Aquellos accedieron felices a dar la mano de su hija porque Mario era un hombre maravilloso y entrañable, en verano éste prometió volver para casarse y establecerse en la montaña y formar un hogar, quedaron por tanto felizmente comprometidos hasta su enlace en el estío.

Transcurridos tres meses él regresó al pueblo montañés acompañado de sus padres, cargado de mucho amor, ilusión e impaciencia por celebrar las nupcias, pero a escasos metros del sendero de la aldea, un anciano le dio la trágica noticia de la muerte de Eloisa por unas fiebres. Aquél infortunio dejo a Mario sumido en una gran tristeza durante años, pero con el tiempo y mucho coraje y siempre lleno del calor de sus títeres y el público, se sobrepuso al dolor.

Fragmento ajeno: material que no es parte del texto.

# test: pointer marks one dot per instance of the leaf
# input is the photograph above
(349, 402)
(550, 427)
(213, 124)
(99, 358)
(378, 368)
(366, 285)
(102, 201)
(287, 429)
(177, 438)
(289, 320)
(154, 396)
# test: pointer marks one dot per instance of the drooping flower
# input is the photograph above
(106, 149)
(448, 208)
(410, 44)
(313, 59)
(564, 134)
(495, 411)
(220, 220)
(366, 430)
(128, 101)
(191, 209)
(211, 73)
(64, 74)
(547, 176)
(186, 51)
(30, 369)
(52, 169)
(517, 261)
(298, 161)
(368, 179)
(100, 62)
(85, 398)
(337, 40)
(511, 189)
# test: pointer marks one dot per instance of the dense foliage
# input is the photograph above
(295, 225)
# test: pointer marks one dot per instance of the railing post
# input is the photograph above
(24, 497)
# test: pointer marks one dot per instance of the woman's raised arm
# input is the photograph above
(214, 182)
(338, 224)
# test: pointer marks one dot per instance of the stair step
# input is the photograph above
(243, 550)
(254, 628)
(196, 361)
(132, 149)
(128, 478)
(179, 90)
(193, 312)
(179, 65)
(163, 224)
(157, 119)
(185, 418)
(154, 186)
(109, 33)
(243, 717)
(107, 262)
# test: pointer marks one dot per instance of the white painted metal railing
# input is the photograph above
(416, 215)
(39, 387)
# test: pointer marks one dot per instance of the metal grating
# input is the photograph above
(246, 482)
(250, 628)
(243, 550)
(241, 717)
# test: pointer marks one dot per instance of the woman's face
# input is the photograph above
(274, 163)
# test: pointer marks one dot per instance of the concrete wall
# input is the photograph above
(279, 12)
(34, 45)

La pasada noche le vi por última vez, fui a despedirme porque a la mañana siguiente iba camino del sur, en busca de inviernos menos crudos como las aves, le noté cansado y algo torpe porque observé que su mano algo temblorosa no atinaba a coser bien un faldón descosido de Gimena, charlamos con avidez de sentimientos y pensamientos como acostumbramos hace veinte años, la primera vez que le vi yo era tan solo una niña de nueve años, que fascinada de su ilusión me acerqué a tocarle suponiendo que era una especie de mago (y os prometo que así lo creo todavía), desde entonces comenzó una gran amistad y admiración.

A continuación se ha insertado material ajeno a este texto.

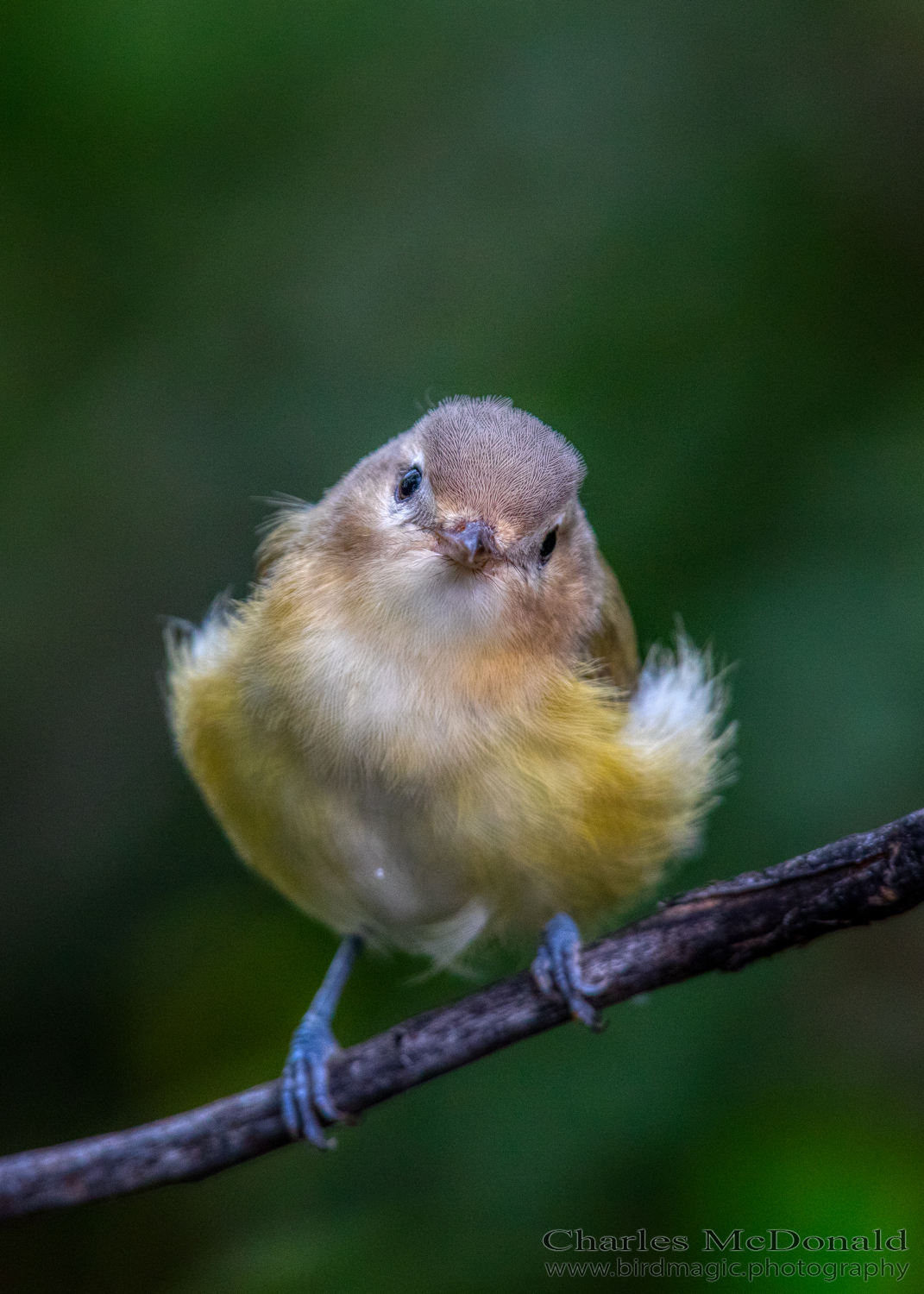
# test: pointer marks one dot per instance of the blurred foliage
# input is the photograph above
(241, 245)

Cada vez que viene por estos parajes al final del día de función, bajo la tenue luz de su carromato, aprovechamos para saber de nuestras últimas aventuras, pero siempre acabamos la velada acariciando a los títeres mientras me cuenta sus hazañas con ellos, si María se cayó y se rompió un dedo y el arreglo no ha quedado del todo bien, si Don Moncho se está haciendo viejo porque está perdiendo pelo, si el pequeño Toñete tuerce un ojo, etc. También ellos se resienten de los años y el ajetreo de tantos viajes, pero fieles como perrillos eternos no desaparecen de sus ojos la ilusión del primer día de su existencia al lado de Mario.

Le abracé con fuerza porque en estos últimos años en el fondo de mi corazón temo no volver a verlos jamás, me prometió que se cuidarían mucho y, que tal vez pronto escogerían un rincón para establecerse los últimos años de vida, le anime a quedarse aquí, en este pueblo que como en otros tantos sé que son muy queridos y bienvenidos, y me aseguró pensarlo. Me despedí de todos ellos con el fervor de verlos pronto pasado el invierno.

Al caminar hacía casa tuve la necesidad de volver porque sentí una profunda preocupación y tristeza, quería insistirle en quedarse en el pueblo a su regreso, al acercarme oí a Mario y los títeres hablar entre ellos, me produjo una emoción tremenda y una punzada de soledad en el corazón, mis ojos se empañaron de inmediato de lágrimas, tal vez fuesen ellas las autoras de mi alucinación cuando al descorrer con cuidado el cortinaje encontré sobre la mesa a mi viejo amigo hecho títere rodeado de sus muñecos que le abrazaban.

Silenciosa retrocedí sobre mis pasos y marché a casa con los ojos llenos de felicidad.